Ya emboscados, las voces y risas de Dorila y Natalia, que llegaban a los sauces y se sentaban tranquilas en los troncos, junto al remanso, no dejó de contrariarlos. Pudo Barón observarlas bien sin ser visto, oculto como lo estaba entre «mataojos» y «blanquillos» pareciéndole que las dos hijas de don Luciano Robledo, en todo su brillo juvenil, eran frutas demasiado tentadoras para no merecer   —253→   algunos minutos de contemplación. Felizmente -pensaba él- su padre es querido, y estos «matreros» no pertenecen al número de los peores...

Pronto el destacamento de caballería, cuya proximidad denunciara el «tape», se puso a la vista, avanzando al paso y en grupo, y deteniéndose en los juncales que bordaban la costa del frente. Todos esos hombres venían con la vista atenta, examinando los claros del «abra», los senderos del ganado, los árboles altos, las hierbas en busca de huellas, el suelo blando, el islote; y, al fin, acabaron por fijarse en las jóvenes. Luis María y sus compañeros permanecieron en silencio, tal vez evitando un conflicto que no habían previsto. Así que ellas se alejaron veloces, hasta entrar al campo libre, muy próximo en esa parte, resolviéronse a espantar «los pájaros de paso» -según la frase de Ladislao; e hiciéronles dos o tres disparos de tercerola, que dieron con uno de los jinetes en tierra. Se apresuraron a levantarlo los demás con gran vocerío, contestando algunos con otros tantas descargas a los invisibles enemigos; y, persuadidos sin duda, de que era más fácil «bolear» un ñandú o un «guazubirá» que dar caza a un «matrero», emprendieron en tumulto la retirada atropellándose en el «abra» con no poco azoramiento.
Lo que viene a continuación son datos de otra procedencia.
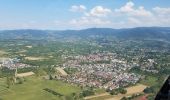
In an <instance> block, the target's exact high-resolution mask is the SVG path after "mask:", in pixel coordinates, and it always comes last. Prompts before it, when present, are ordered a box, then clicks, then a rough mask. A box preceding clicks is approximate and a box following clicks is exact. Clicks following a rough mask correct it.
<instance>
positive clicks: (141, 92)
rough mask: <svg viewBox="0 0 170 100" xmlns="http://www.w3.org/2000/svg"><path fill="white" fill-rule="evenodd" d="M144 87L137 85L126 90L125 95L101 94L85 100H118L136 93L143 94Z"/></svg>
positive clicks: (103, 93)
mask: <svg viewBox="0 0 170 100" xmlns="http://www.w3.org/2000/svg"><path fill="white" fill-rule="evenodd" d="M146 87H147V86H145V85H142V84H138V85H136V86H132V87H128V88H126V90H127V93H126V94H118V95H116V96H112V95H110V94H109V93H102V94H99V95H95V96H89V97H86V98H85V99H86V100H120V99H121V98H122V97H126V96H131V95H132V94H137V93H143V90H144V89H145V88H146Z"/></svg>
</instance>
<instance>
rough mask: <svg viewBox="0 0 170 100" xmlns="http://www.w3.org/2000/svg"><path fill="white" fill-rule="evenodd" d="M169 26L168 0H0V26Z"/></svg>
mask: <svg viewBox="0 0 170 100" xmlns="http://www.w3.org/2000/svg"><path fill="white" fill-rule="evenodd" d="M151 26H160V27H170V0H0V29H1V30H2V29H44V30H46V29H50V30H66V29H85V28H92V27H93V28H94V27H96V28H101V27H102V28H132V27H151Z"/></svg>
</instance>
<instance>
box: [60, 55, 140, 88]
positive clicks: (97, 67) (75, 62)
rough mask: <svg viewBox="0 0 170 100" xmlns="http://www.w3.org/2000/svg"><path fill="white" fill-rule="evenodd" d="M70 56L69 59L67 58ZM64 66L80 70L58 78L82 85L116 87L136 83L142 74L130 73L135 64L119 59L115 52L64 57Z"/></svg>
mask: <svg viewBox="0 0 170 100" xmlns="http://www.w3.org/2000/svg"><path fill="white" fill-rule="evenodd" d="M67 58H68V59H67ZM64 59H66V61H67V62H65V63H64V64H63V68H77V70H78V72H77V73H74V74H71V75H69V76H67V77H58V79H61V80H64V81H67V82H69V83H76V84H79V85H82V86H90V87H98V88H107V89H110V90H112V89H115V88H119V87H121V86H127V85H129V84H136V83H137V82H138V81H139V79H140V77H141V76H140V75H137V74H134V73H128V72H127V71H128V70H130V69H131V68H132V66H133V65H131V64H129V63H127V61H125V60H124V59H118V57H117V55H116V54H114V53H99V54H90V55H87V56H82V55H81V56H68V57H66V56H65V57H64Z"/></svg>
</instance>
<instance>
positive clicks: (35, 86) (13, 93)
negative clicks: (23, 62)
mask: <svg viewBox="0 0 170 100" xmlns="http://www.w3.org/2000/svg"><path fill="white" fill-rule="evenodd" d="M45 88H48V89H51V90H52V91H55V92H57V93H59V94H61V95H63V96H58V95H54V94H52V93H50V92H48V91H45V90H44V89H45ZM80 92H81V89H80V88H79V87H77V86H73V85H70V84H67V83H64V82H61V81H57V80H46V79H42V77H36V76H31V77H27V78H26V81H25V82H23V84H15V85H13V86H11V87H10V88H7V85H6V79H4V78H2V79H0V99H2V100H62V99H64V98H65V97H71V95H72V93H80ZM64 100H65V99H64ZM70 100H71V99H70Z"/></svg>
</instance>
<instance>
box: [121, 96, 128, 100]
mask: <svg viewBox="0 0 170 100" xmlns="http://www.w3.org/2000/svg"><path fill="white" fill-rule="evenodd" d="M120 100H128V99H127V98H126V97H123V98H121V99H120Z"/></svg>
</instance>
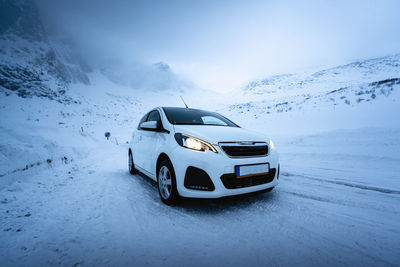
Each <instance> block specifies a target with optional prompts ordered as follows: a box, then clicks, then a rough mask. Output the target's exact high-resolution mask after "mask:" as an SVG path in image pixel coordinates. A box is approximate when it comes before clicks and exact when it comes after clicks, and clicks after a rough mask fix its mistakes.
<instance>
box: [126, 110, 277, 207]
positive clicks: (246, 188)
mask: <svg viewBox="0 0 400 267" xmlns="http://www.w3.org/2000/svg"><path fill="white" fill-rule="evenodd" d="M128 155H129V172H130V173H131V174H135V173H137V172H138V171H140V172H141V173H143V174H145V175H146V176H149V177H150V178H152V179H154V180H155V181H156V182H157V185H158V192H159V194H160V197H161V200H162V201H163V202H164V203H165V204H168V205H171V204H175V203H177V201H178V200H179V199H180V197H190V198H219V197H224V196H231V195H238V194H245V193H250V192H255V191H261V190H264V191H271V190H272V189H273V188H274V187H275V186H276V185H277V184H278V179H279V157H278V153H277V151H276V150H275V148H274V143H273V142H272V141H271V140H270V139H269V138H268V137H266V136H264V135H263V134H259V133H256V132H253V131H249V130H246V129H243V128H241V127H240V126H238V125H236V124H235V123H233V122H232V121H230V120H229V119H227V118H225V117H224V116H222V115H220V114H218V113H215V112H209V111H205V110H199V109H191V108H178V107H157V108H155V109H153V110H151V111H150V112H148V113H147V114H146V115H144V116H143V118H142V119H141V120H140V123H139V125H138V127H137V129H136V130H135V132H134V133H133V135H132V139H131V141H130V144H129V154H128Z"/></svg>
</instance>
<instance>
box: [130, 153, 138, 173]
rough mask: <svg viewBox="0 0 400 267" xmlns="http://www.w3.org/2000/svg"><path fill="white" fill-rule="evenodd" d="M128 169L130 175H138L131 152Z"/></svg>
mask: <svg viewBox="0 0 400 267" xmlns="http://www.w3.org/2000/svg"><path fill="white" fill-rule="evenodd" d="M128 168H129V173H130V174H132V175H133V174H137V173H138V171H137V170H136V169H135V163H134V162H133V156H132V152H131V151H129V158H128Z"/></svg>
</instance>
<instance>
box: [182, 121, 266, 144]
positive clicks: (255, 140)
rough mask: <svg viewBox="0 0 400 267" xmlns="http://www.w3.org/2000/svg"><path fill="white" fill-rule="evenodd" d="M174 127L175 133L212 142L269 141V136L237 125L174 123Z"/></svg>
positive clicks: (213, 143)
mask: <svg viewBox="0 0 400 267" xmlns="http://www.w3.org/2000/svg"><path fill="white" fill-rule="evenodd" d="M174 129H175V133H183V134H187V135H191V136H193V137H197V138H199V139H202V140H204V141H207V142H209V143H212V144H218V143H219V142H235V141H253V142H255V141H258V142H269V138H267V137H266V136H265V135H263V134H261V133H257V132H254V131H251V130H247V129H244V128H239V127H228V126H213V125H174Z"/></svg>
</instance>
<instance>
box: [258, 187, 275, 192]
mask: <svg viewBox="0 0 400 267" xmlns="http://www.w3.org/2000/svg"><path fill="white" fill-rule="evenodd" d="M274 188H275V187H270V188H267V189H264V190H261V193H268V192H271V191H272V190H273V189H274Z"/></svg>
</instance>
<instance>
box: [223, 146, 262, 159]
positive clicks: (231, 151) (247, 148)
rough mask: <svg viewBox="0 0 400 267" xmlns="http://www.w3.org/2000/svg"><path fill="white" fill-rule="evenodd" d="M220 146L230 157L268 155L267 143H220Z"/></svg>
mask: <svg viewBox="0 0 400 267" xmlns="http://www.w3.org/2000/svg"><path fill="white" fill-rule="evenodd" d="M221 148H222V149H223V150H224V151H225V153H226V154H228V156H231V157H255V156H266V155H268V146H267V145H261V146H260V145H255V146H234V145H221Z"/></svg>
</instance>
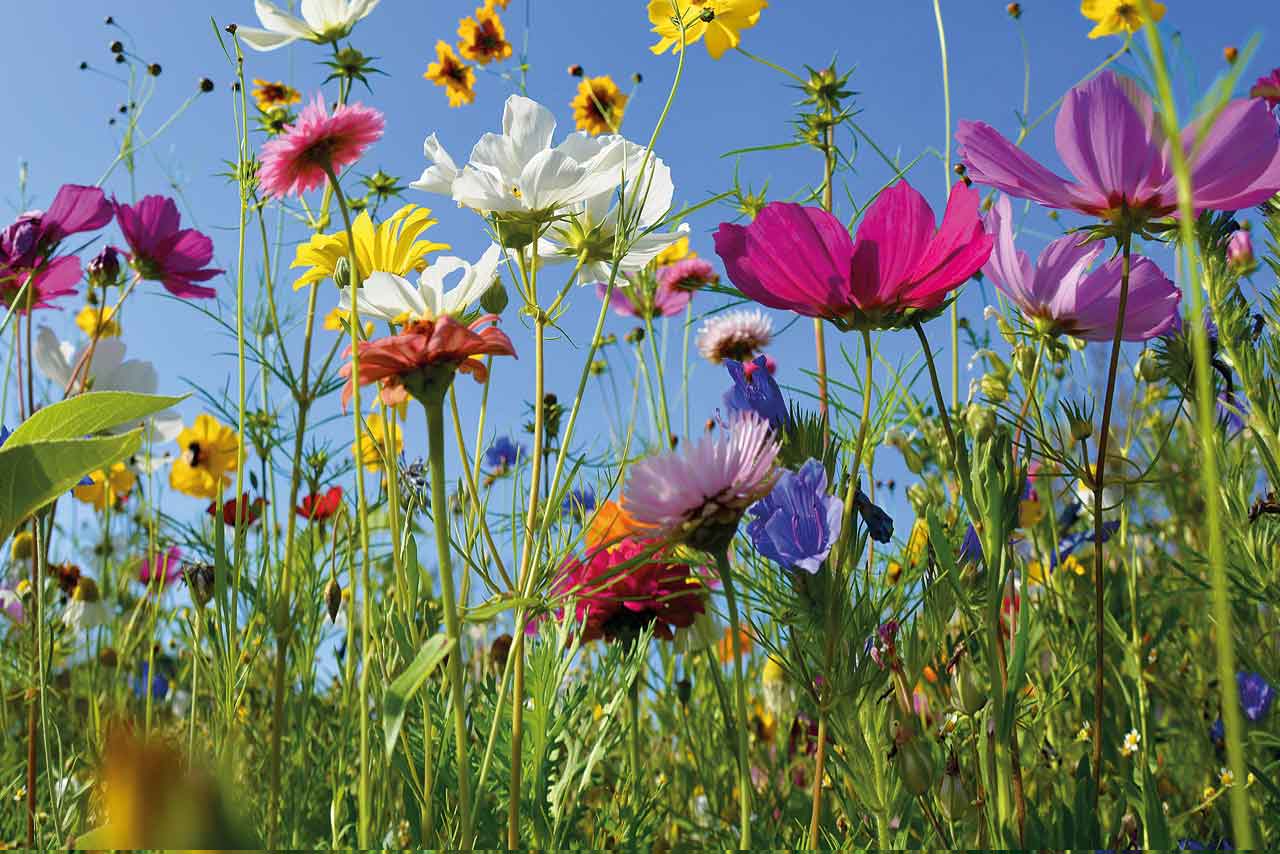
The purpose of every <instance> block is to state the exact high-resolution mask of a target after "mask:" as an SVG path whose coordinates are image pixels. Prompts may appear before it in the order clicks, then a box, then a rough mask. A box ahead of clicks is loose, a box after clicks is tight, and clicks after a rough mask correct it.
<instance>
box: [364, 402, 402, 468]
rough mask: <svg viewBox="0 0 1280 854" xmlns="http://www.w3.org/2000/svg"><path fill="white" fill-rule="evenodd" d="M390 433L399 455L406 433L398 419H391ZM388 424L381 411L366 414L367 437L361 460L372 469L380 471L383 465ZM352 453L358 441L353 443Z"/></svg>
mask: <svg viewBox="0 0 1280 854" xmlns="http://www.w3.org/2000/svg"><path fill="white" fill-rule="evenodd" d="M389 429H390V435H392V442H393V444H394V447H396V456H399V453H401V451H403V449H404V434H403V433H402V431H401V429H399V425H398V424H396V419H392V421H390V428H389ZM387 434H388V425H387V421H385V420H384V419H383V416H381V414H380V412H372V414H370V415H366V416H365V437H364V439H365V440H364V443H362V444H364V447H362V448H361V449H362V451H364V455H362V456H361V457H360V462H361V463H364V466H365V467H366V469H369V470H370V471H379V470H381V467H383V455H384V453H385V444H387ZM351 453H352V455H355V453H356V443H355V442H352V443H351Z"/></svg>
Era este suceso el que había provocado la confusión en las «casas», a la llegada de las dos hermanas, y las medidas precaucionales del bueno de Robledo.

Conoce ya los demás el lector: el incidente de Luis María pocos días después al lanzar el ganado «orejano» al campo en aquellos mismos sitios; la presentación de Esteban una noche en las «casas» en hora en que don Anacleto narraba sus cuentos campesinos, y la traslación del herido a la tapera del bajo -transformada en local habitable por la industria del liberto.

Instruido pues, a este respecto, sobre el origen de Berón y las causas que motivaban su presencia en el pago, pasamos a reanudar aquí el relato interrumpido, desde la tarde aquella en que Luis María se aproximó por vez primera a la estancia de los «Tres Ombúes».